The procedure was carried out in the operation theatre. Topical proparacaine hydrochloride 0.5% was applied to the ocular surface followed by preparation with 5% povidone iodine. A cotton-tipped applicator soaked in proparacaine hydrochloride was applied to the injection site 4 mm posterior to the limbus. The intravitreal dose of bevacizumab (Avastin®) was 1.25 mg and we performed an intravitreal injection every six weeks. Indirect ophthalmoscopy was used to confirm uneventful intravitreal placement. Six weeks after the first intravitreal injection of bevacizumab (Avastin®), the central retinal thickness was reduced to 322 μm. The VA improved to 3/10 and the intraocular pressure remained stable and a second injection was suggested. Six weeks after the second injection, the central retinal thickness increased to 377 μm, and the patient was re-evaluated by ophthalmoscopy and OCT. A third intravitreal injection of bevacizumab was carried out and six weeks after the third injection, the central retinal thickness was reduced once again to 359 μm (Figure 2). The VA was 3/10 and the intraocular pressure was 14 mmHg. At this point, treatment was discontinued and no further injections were recommended.
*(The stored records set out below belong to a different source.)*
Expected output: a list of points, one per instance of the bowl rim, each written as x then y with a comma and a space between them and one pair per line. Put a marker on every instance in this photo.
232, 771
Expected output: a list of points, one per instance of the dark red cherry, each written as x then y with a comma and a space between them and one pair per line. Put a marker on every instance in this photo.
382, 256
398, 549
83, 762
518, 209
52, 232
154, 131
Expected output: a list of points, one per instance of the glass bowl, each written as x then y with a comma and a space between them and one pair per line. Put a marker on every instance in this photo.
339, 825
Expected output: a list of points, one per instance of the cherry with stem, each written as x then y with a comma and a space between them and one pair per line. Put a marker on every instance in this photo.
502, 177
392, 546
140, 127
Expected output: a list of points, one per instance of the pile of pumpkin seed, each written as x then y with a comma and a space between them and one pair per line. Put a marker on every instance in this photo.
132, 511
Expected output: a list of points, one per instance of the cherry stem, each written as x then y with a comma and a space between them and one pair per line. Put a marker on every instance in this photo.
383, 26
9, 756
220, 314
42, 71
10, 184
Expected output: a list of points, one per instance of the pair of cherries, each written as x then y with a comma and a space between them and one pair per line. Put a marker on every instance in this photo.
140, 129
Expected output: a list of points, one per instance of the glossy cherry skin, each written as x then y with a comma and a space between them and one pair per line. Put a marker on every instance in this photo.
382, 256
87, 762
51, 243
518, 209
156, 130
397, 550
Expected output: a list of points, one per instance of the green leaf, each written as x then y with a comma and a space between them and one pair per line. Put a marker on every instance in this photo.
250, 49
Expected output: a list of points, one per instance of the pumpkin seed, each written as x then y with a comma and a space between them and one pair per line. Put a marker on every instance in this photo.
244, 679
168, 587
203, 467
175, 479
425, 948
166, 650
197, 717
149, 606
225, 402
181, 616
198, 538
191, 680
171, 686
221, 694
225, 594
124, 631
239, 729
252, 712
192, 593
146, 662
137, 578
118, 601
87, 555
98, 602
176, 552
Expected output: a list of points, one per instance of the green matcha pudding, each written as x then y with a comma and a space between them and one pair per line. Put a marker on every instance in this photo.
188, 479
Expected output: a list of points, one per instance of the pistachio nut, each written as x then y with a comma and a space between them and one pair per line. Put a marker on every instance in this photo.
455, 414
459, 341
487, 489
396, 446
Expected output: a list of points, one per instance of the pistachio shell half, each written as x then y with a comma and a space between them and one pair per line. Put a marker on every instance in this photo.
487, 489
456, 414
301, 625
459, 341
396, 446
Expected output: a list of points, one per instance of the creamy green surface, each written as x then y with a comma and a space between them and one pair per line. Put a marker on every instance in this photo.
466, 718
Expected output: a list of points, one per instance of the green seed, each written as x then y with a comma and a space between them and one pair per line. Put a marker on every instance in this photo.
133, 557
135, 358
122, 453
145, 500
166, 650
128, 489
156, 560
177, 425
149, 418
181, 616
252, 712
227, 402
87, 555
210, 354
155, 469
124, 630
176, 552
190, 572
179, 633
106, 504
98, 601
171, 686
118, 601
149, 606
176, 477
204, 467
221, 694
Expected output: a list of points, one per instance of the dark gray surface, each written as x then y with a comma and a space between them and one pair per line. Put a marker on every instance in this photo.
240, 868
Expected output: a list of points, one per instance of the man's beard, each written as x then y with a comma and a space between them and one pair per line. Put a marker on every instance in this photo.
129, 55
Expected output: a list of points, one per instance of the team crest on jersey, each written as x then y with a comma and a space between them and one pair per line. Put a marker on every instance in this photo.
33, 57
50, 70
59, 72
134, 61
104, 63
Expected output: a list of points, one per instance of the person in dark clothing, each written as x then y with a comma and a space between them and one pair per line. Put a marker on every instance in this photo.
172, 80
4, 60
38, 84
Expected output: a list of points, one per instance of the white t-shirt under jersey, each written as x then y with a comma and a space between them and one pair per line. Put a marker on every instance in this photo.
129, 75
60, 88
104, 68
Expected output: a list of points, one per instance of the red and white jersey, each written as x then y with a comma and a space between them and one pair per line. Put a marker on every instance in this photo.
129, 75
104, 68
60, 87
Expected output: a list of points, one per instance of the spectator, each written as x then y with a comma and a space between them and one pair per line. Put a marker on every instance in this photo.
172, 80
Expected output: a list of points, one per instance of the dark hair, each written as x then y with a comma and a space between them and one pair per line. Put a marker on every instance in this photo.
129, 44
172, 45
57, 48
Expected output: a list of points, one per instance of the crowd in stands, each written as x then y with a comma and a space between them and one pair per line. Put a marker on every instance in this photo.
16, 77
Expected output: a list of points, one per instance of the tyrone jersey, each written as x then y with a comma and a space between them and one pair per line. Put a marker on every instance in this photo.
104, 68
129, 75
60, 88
The patient was examined again 18 months after presentation. Her BCVA was 3/10 and intraocular pressure was 15 mmHg. Central retinal thickness was 334 μm, as documented by OCT (Figure 3). The ophthalmoscopic findings were consistent with mild macular edema, epiretinal membrane, and residual tumor scar with exudative retinal detachment and hard exudates. The intraretinal hemorrhages have been absorbed.
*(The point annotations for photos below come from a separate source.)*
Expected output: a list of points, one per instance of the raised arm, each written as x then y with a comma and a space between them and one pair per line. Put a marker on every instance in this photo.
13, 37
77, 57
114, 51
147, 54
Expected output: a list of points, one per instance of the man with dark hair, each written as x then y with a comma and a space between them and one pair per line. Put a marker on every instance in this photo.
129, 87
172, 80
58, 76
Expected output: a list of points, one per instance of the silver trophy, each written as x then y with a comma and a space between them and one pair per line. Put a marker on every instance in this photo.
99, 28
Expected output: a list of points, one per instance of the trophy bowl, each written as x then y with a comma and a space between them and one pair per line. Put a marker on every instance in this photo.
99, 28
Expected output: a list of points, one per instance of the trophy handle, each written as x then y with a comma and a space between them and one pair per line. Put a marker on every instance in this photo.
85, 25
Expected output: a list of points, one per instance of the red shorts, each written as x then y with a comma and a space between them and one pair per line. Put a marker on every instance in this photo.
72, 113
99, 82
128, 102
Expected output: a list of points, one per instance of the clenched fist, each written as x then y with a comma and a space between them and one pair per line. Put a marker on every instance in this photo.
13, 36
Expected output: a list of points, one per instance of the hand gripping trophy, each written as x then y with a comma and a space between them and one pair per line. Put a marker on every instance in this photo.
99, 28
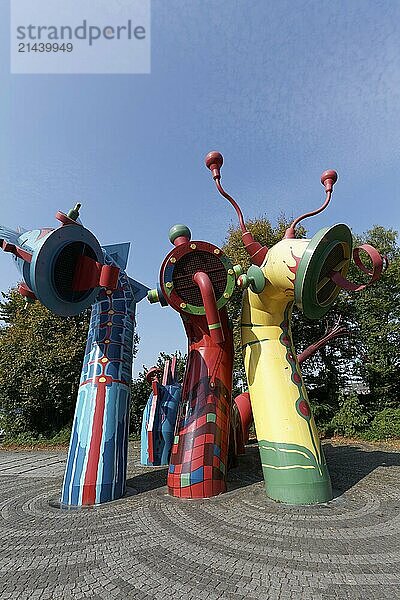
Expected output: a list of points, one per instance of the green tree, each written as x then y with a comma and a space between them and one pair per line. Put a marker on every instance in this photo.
40, 363
377, 312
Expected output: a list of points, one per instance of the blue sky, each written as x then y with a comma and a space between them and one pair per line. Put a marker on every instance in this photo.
283, 89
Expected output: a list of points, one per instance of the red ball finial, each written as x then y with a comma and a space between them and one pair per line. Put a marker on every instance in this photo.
328, 180
214, 161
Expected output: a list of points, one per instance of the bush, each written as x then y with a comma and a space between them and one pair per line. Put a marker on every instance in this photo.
385, 425
351, 418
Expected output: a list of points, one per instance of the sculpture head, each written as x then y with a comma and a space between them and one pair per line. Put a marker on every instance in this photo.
310, 272
63, 268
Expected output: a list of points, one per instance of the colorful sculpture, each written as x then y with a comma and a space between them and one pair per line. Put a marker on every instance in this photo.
159, 416
242, 415
68, 271
310, 273
198, 280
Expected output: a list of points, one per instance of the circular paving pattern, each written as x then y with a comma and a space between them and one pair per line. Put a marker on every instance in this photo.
239, 545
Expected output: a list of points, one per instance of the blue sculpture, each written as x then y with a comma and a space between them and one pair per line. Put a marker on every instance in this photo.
67, 270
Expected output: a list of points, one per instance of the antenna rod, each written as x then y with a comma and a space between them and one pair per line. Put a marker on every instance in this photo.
214, 161
328, 180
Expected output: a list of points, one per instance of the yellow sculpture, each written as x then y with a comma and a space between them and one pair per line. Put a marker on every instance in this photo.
310, 273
Radiation retinopathy is a vision-threatening complication resulting from the therapeutic irradiation of ocular, orbital, periorbital, facial, nasopharyngeal, and cranial structures. It is a slow and progressive retinal microangiopathy with delayed-onset varying from 1 month to 15 years, but usually occurs within 3 years of treatment.1,2 Clinical manifestations of the disorder include macular edema and nonproliferative and proliferative retinopathy, similar to changes seen in diabetic retinopathy. The fundamental abnormality of chronic radiation damage is endothelial cell injury, primarily in capillaries, followed by capillary closure (this can be revealed by fluorescein angiography), subsequent retinal ischemia, necrosis of nerve tissue, and fibrovascular proliferation.3
Consequently, increased concentrations of vascular endothelial growth factor (VEGF) were found in treated and untreated eyes with uveal melanoma.4,5 The radiation macular edema can be treated with laser photocoagulation, photodynamic therapy, and intravitreal triamcinolone acetonide.6 The macular edema may also respond to anti-VEGF therapy.7,8 Bevacizumab is a recombinant humanized, full length, anti-VEGF monoclonal antibody that binds with all VEGF-A isoforms.
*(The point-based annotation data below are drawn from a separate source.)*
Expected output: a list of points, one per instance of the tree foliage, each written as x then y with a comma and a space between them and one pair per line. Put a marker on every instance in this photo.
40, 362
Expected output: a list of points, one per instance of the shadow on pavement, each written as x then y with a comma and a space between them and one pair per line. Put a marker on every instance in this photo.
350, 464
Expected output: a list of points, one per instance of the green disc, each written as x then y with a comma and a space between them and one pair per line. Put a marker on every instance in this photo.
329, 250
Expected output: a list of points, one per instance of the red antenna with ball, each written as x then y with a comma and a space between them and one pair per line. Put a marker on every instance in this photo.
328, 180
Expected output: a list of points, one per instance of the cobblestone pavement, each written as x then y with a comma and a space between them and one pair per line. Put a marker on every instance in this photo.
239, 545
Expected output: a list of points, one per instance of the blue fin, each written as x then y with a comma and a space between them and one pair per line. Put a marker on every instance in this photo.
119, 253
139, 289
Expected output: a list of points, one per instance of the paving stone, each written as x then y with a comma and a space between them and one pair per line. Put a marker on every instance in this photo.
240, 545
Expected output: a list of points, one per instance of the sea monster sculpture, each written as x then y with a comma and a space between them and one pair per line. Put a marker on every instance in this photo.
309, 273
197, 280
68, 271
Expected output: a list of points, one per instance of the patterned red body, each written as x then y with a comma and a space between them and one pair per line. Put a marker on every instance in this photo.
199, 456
This case report suggests that cystoid macular edema, caused by proton beam radiotherapy for choroidal melanoma, responds to intravitreal injections of bevacizumab. This is shown by the reduction of the central retinal thickness on OCT. Also, anti-VEGF therapy seems to prevent further reduction and shows improved VA. The advantages of this treatment over the triamcinolone acetonide treatment are: the absence of intraocular pressure increase and cataract formation. Given that no serious side effects were observed, bevacizumab should be regarded as a treatment option for macular edema due to proton beam radiotherapy for choroidal melanoma.
The authors report no conflicts of interest in this work.